剣技にもいくつか流派のようなものがあり、ダイスダーグはそのうちの聖剣技と剛剣を扱う。

不動無明剣は聖剣技、強甲破点突きは剛剣に属する技だ。

騎士の中でも剣技を使える者は限られており、その者達は大騎士などと呼ばれて一般騎士とは区別される。

 

「この前剣技使ってただろ。たしか烈風剣と疾風剣だったか?

 あれができるんなら不動無明剣ぐらいはすぐに習得できそうだけどな。」

「あれは剣も使うけど半分魔法だよ。しっかり魔力を消費してるんだ。」

 

魔力を使うものも広義には剣技と呼ばれるが、限り有る魔力を消費する割には効果に大差は無い。

ただ、クヴェルによって魔力が増強されているギュスターヴにとって魔力消費自体は大して気になるものではない。

何故魔力無しでそのような現象を起こせるのかをギュスターヴは理解できないし、剣技を理不尽なな技だと思っている。

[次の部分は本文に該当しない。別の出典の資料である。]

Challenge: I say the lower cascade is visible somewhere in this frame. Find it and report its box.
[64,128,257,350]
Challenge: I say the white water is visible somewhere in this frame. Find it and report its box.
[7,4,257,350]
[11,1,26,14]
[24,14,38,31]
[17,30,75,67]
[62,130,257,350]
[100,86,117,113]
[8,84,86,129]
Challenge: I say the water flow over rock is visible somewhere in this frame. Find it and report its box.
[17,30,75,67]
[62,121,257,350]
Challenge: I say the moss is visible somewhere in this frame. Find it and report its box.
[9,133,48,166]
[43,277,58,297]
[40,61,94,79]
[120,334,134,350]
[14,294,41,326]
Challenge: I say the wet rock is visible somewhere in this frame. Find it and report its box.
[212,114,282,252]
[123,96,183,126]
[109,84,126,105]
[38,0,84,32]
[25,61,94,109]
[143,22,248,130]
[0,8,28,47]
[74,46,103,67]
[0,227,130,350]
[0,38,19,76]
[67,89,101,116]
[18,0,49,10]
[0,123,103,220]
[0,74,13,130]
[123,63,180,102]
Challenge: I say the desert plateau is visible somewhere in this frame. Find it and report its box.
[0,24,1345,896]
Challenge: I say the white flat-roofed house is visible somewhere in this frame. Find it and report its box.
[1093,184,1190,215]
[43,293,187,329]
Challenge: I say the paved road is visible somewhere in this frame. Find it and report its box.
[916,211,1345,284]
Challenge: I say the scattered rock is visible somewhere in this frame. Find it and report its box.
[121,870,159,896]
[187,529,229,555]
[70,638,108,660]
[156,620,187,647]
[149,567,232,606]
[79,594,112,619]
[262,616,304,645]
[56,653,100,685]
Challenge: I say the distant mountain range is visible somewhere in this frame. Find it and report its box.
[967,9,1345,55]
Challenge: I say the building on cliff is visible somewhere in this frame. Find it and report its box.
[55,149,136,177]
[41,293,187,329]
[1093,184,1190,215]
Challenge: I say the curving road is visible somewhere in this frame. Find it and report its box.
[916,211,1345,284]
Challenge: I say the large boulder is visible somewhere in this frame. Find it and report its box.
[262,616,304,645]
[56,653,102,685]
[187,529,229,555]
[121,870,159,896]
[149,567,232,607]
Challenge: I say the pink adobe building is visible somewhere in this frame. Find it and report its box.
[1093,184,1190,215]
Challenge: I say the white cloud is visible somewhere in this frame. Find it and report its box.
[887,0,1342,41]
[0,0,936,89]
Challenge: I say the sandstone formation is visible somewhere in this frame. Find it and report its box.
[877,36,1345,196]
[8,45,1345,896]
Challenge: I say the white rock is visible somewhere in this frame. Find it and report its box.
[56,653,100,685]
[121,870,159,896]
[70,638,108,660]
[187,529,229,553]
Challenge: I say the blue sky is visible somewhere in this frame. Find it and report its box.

騎士を名乗るからにはステータスとして剣技の一つや二つは習得したいところだが、未だにその糸口さえ見いだせないままだ。

 

「ふーん。

 まあ、とりあえず練兵場に行こう。付き合ってやるよ。」

ダイスダーグが再び歩き始めると、ギュスターヴもそれを追った。

 




細かい公式設定は見当たらないので、いろいろと独自解釈とか独自設定とかが。
どんどんでっちあげていきましょうねー。

剛剣は一対一の対人戦に特化してて、聖剣技は大抵の場面で有効な剣技。
剣技の類は公式チートですね。
MPを消費しないくせに、長射程で、回避不能で、通常攻撃よりダメージ大きくて、状態異常とか装備破壊とかの追加効果まであって、技によっては範囲攻撃。
対して破壊魔剣や魔法剣のようなMP消費がある剣技はダメージオンリーだったり状態異常オンリーだったりで、まあ、なんていうか、MP使わない剣技より弱い。なんでや。